Cyclase-associated protein 1 is a binding partner of proprotein convertase subtilisin/kexin type-9 and is required for the degradation of low-density lipoprotein receptors by proprotein convertase subtilisin/kexin type-9

• Published in: European heart journal Vol. 41; no. 2; pp. 239 - 252
• Main Authors: Jang, Hyun-Duk, Lee, Sang Eun, Yang, Jimin, Lee, Hyun-Chae, Shin, Dasom, Lee, Hwan, Lee, Jaewon, Jin, Sooryeonhwa, Kim, Soungchan, Lee, Seung Ji, You, Jihye, Park, Hyun-Woo, Nam, Ky-Youb, Lee, Sang-Hak, Park, Sahng Wook, Kim, Jin-Soo, Kim, Sang-Yeob, Kwon, Yoo-Wook, Kwak, Soo Heon, Yang, Han-Mo, Kim, Hyo-Soo
• Format: Journal Article
• Language: English
• Published: England Oxford University Press 07.01.2020
• Subjects: Animals; Atherosclerosis - genetics; Atherosclerosis - metabolism; Basic Science; Carrier Proteins - genetics; Carrier Proteins - metabolism; Cholesterol, LDL - blood; Disease Models, Animal; DNA - genetics; DNA Mutational Analysis; Humans; Mice; Mice, Knockout; Mutation; Proprotein Convertase 9 - genetics; Proprotein Convertase 9 - metabolism; Receptors, LDL - blood; Endocytosis; Cyclase-associated protein 1; Caveolae; Proprotein convertase subtilisin/kexin type-9; Low-density lipoprotein receptor; LDL cholesterol
• ISSN: 0195-668X; 1522-9645
• DOI: 10.1093/eurheartj/ehz566

Abstract Aims Proprotein convertase subtilisin/kexin type-9 (PCSK9), a molecular determinant of low-density lipoprotein (LDL) receptor (LDLR) fate, has emerged as a promising therapeutic target for atherosclerotic cardiovascular diseases.

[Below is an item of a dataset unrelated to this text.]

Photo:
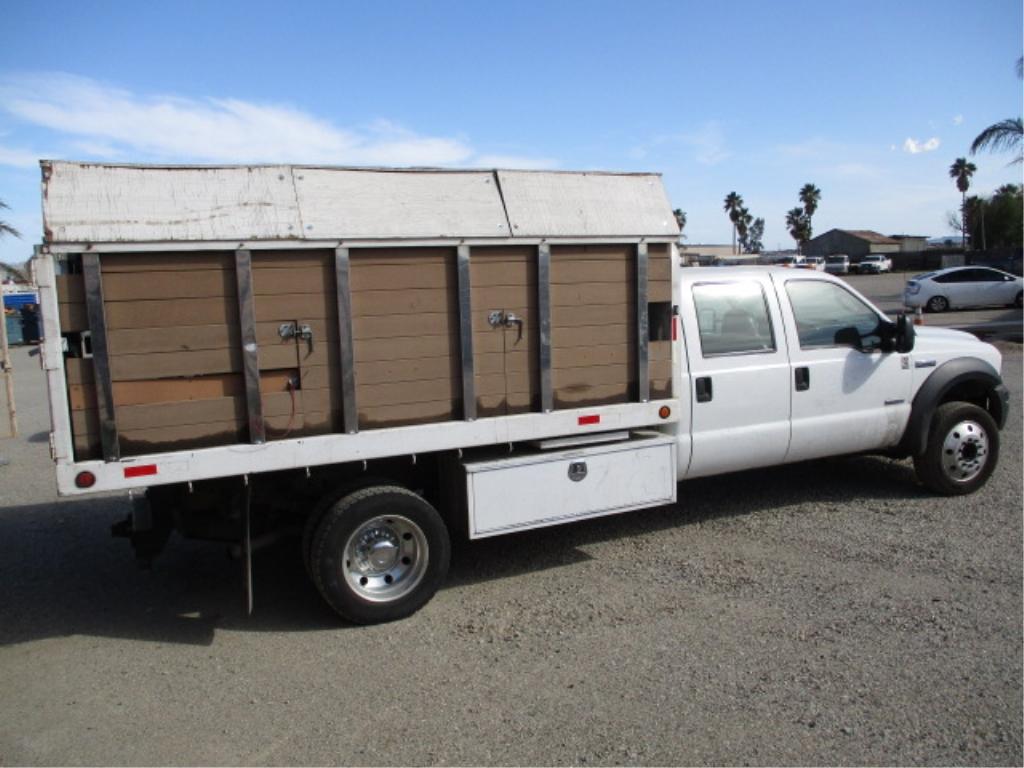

However, the precise mechanism by which PCSK9 regulates the internalization and lysosomal degradation of LDLR is unknown. Recently, we identified adenylyl cyclase-associated protein 1 (CAP1) as a receptor for human resistin whose globular C-terminus is structurally similar to the C-terminal cysteine-rich domain (CRD) of PCSK9. Herein, we investigated the role of CAP1 in PCSK9-mediated lysosomal degradation of LDLR and plasma LDL cholesterol (LDL-C) levels. Methods and results The direct binding between PCSK9 and CAP1 was confirmed by immunoprecipitation assay, far-western blot, biomolecular fluorescence complementation, and surface plasmon resonance assay. Fine mapping revealed that the CRD of PCSK9 binds with the Src homology 3 binding domain (SH3BD) of CAP1. Two loss-of-function polymorphisms found in human PCSK9 (S668R and G670E in CRD) were attributed to a defective interaction with CAP1. siRNA against CAP1 reduced the PCSK9-mediated degradation of LDLR in vitro. We generated CAP1 knock-out mice and found that the viable heterozygous CAP1 knock-out mice had higher protein levels of LDLR and lower LDL-C levels in the liver and plasma, respectively, than the control mice. Mechanistic analysis revealed that PCSK9-induced endocytosis and lysosomal degradation of LDLR were mediated by caveolin but not by clathrin, and they were dependent on binding between CAP1 and caveolin-1. Conclusion We identified CAP1 as a new binding partner of PCSK9 and a key mediator of caveolae-dependent endocytosis and lysosomal degradation of LDLR.